Religion is the name given to a set of beliefs, practices and rites that includes a worldview and often a morality. It is a significant element in the life of most people and it plays a role in their decisions about their work, marriage, family, health, education, and social behavior. It is also a source of strength and hope for two-thirds of the world’s population. Totally secular approaches to public policy, psychotherapy and other professions do not fully recognize this important dimension of people’s lives.
Religious belief varies greatly, but some form of religion exists in all known cultures. It may be a natural religion such as the belief in spirits and forces of nature, or it may be a supernatural religion. It is a fundamental aspect of most human societies and, according to Edward Burnett Tylor (1871-1910), it names an inevitable feature of the human condition.

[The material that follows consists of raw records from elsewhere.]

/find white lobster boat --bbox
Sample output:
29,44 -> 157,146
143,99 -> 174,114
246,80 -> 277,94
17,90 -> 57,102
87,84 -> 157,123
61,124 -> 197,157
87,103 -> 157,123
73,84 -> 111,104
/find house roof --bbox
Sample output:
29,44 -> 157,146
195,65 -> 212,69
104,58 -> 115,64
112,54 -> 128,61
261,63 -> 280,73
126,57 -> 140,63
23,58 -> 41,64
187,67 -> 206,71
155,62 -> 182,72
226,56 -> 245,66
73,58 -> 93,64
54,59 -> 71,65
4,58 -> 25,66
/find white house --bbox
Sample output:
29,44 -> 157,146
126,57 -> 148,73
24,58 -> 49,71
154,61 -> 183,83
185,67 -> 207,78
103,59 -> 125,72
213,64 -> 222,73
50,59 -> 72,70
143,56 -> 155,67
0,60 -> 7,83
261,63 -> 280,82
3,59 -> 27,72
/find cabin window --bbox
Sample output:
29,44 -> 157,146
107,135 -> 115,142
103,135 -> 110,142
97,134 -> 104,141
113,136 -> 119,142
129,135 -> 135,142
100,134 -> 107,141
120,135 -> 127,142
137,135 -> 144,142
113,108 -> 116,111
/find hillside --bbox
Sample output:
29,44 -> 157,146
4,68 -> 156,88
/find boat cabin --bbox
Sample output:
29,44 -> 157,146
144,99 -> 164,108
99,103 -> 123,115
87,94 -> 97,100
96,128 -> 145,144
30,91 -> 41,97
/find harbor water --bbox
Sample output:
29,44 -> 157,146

In the higher religions man finds a spiritual communion with a Deity in which he hopes to find help, relief and happiness. He is led voluntarily to make certain acts of homage and to conform his conduct to recognized standards of morality.
Emile Durkheim (1915) stressed the social functions of religion and the importance that it has for a society. This perspective is a major one in sociological analysis today, but there are other theories of religion as well. German philosopher Friedrich Hegel, for example, saw it as a stage in the evolution of mankind; and French sociologists Auguste Comte and Ninian Smart have developed a positivistic approach to the concept.